Here are the top three types of exercises for seniors with heart disease:
Every time you exercise, you should start by warming up with some stretches. The National Institute on Aging said that stretching before physical activity gives you more freedom of movement and can help with your balance.
Before stretching, march in place for a few minutes to get your muscles warmed up. With each stretching exercise, you'll want to slowly bend into the required position, going only as far as you can without experiencing pain or discomfort. The NIH said to hold each position for 30 seconds, and perform each stretch a few times during the overall session. Keep in mind that you should never let your limbs bounce, nor should you lock your joints, as those behaviors could cause injury.
2. Running and jogging
Your ability to perform these types of exercise will depend on you general physical condition.
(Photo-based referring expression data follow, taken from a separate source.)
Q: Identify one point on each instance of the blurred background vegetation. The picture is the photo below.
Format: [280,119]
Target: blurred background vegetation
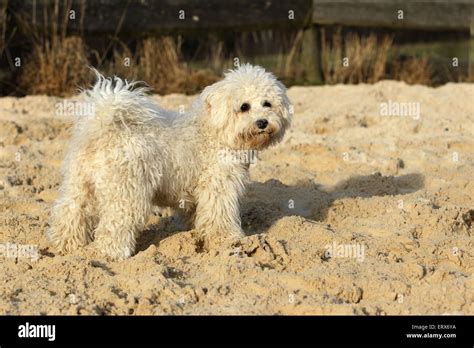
[46,46]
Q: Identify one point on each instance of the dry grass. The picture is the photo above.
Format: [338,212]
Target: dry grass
[58,64]
[164,72]
[368,61]
[366,57]
[56,69]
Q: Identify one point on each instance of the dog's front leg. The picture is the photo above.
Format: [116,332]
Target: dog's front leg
[218,208]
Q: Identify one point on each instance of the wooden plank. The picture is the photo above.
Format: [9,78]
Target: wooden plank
[429,15]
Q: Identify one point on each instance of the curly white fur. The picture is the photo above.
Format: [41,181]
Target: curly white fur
[132,154]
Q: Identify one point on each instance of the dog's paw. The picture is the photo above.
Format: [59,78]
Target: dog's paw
[109,248]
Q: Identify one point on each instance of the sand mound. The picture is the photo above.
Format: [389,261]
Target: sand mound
[355,213]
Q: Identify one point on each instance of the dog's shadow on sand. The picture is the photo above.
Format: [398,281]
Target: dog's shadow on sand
[266,203]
Your doctor will be able to tell you if these exercises are right for you. Running and jogging are aerobic exercises that can positively affect your cardiac health. A study conducted by researchers at the University of Queensland School of Medicine in New Orleans, found that cardiac rehabilitation and exercise therapy benefited seniors with coronary heart disease. Seniors who participated in cardiac rehabilitation and exercise training programs saw improvements in maximal heart rates and maximal metabolic equivalents, which is a measure of energy expenditure.
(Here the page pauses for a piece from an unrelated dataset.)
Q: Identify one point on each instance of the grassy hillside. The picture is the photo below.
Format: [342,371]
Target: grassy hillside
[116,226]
A separate study, led by the former president of the Canadian Association of Cardiac Rehabilitation, found that individuals who adhered to exercise-based rehabilitation reduced cardiac mortality, cholesterol levels, triglyceride levels and systolic blood pressure when compared to people who underwent usual, non-exercise-based rehabilitation.
If you've recently had partial or total knee replacement surgery, there are still ways to get great cardio exercise. When speaking with The New York Times, Dr. Freddie Fu of the University of Pittsburgh School of Medicine said that swimming and biking can give you a nice workout while protecting your new knees.
3. Strength training
You don't need to go into the gym and pump iron to get a good workout. There are plenty of exercises that you can do at home with minimal equipment. The NIH recommend getting 30 minutes of exercise two or more days a week. If it's been a while since you were active, don't be embarrassed about starting with only a few pounds of weight. Resistance bands are another great way to get some strength training - and they are extremely portable. Bring them over to a friend's house and work out together. Staying in shape is often more fun when you can do it with a partner or group.
As with all new exercise regimens, you should consult your doctor before jumping into a brand new strength training routine. One good general rule to follow is to regulate your breathing while exercising. The NIH said to always breath out as you push or lift, and breath in when relaxing. Never lock your joints, and never push yourself to do more than you can handle. Exercising is about steady progression.